To further verify the performance of MNMDP, the comparative classification results of the competing methods on FKP are reported in Figure 6 with varying the reduced dimensionality from 5 to 100 in Step 5. According to the experimental results in Figure 5, the best k-neighborhood parameters for MNMDP are set as Wk = 7 for l = 5,7, 9 and Wk = 5 for 11, respectively. We can see that the classification performance of each method almost ascends monotonically with increasing the dimensionality, at first increases quickly, and finally increases very slowly or even keeps stable. It is noticeable that the proposed MNMDP outperforms the other methods significantly across all values of dimensionality for each l, and UDP almost obtains the worst performance among them. We can also observe that the performance of LDA is always superior to that of LPP and UDP over a large range of dimensionality, and PCA performs better than LPP when the dimension is small whereas it does worse when the dimension is large. Based on the experimental comparisons in Figure 6, the conclusion we have drawn is that our method consistently obtains better classification performance, irrespective of the variation in dimensions.
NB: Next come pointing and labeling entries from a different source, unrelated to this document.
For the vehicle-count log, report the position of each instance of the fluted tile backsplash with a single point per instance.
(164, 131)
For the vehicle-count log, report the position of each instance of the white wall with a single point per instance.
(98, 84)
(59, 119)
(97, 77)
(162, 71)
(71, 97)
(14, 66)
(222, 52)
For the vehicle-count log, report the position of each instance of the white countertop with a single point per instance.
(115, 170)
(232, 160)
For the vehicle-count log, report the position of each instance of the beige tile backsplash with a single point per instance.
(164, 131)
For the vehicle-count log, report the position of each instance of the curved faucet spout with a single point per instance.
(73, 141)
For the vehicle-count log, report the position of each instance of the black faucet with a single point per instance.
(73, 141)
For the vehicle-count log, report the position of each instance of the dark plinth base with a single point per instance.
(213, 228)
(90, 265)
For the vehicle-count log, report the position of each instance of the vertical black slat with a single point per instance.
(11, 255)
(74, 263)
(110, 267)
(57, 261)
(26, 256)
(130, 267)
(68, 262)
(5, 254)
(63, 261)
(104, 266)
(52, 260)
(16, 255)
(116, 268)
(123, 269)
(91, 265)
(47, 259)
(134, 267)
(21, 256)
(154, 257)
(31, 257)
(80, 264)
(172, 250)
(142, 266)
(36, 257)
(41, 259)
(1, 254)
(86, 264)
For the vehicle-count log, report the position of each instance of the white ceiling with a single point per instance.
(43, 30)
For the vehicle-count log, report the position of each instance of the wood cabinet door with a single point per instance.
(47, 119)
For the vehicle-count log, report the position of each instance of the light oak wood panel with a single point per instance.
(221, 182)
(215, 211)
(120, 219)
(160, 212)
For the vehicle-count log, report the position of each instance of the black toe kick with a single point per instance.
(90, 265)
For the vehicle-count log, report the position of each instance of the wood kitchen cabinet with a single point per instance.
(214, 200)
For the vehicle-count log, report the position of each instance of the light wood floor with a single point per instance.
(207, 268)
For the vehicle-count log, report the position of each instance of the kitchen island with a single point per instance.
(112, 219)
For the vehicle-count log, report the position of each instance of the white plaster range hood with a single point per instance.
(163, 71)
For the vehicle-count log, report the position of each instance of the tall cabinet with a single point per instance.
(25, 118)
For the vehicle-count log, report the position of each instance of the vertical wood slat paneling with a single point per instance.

For each l on FKP, the experimental comparisons of the competing methods in terms of the maximal average recognition rates with the corresponding standard deviations (stds) and values of dimension in the parentheses are also tabulated in Table 2. It should be noted that the best performance for each l among the methods is indicated in bold face. It can be seen from Table 2 that the proposed MNMDP is very superior to the other methods and its optimal reduced dimensionality is far smaller than that of them. Moreover, the performance of each method increases as the number of the training samples increases. We can also observe that the best performance of LDA is better than that of PCA, LPP, and UDP and UDP and LPP are preferable to PCA. Through the comparative study of the best performance of the competing methods, we can conclude that the MNMDP has more discriminating power to achieve the satisfactory classification.

4.3. Experiments on AR

The AR face database [48] contains over 4,000 color images corresponding to 126 people's faces (70 men and 56 women). The image samples of each person were taken in two sessions, separated by two weeks time. Here, we select a subset of AR including 50 men and 50 women, and each person has 14 image samples, separately collected in two sessions with neutral expression, smile, anger, and scream, left light on, right light on, and all side lights on. Each image is manually cropped and then normalized to 32 × 32 pixels, with 256 grey levels per pixel. As an example, Figure 7 shows the images of one person in the AR database. We form the training set by a random subset of l images per class and use the rest as a testing set. In the following experiments on AR, the numbers of training sample images per class are chosen as l = 7, 9,11,13.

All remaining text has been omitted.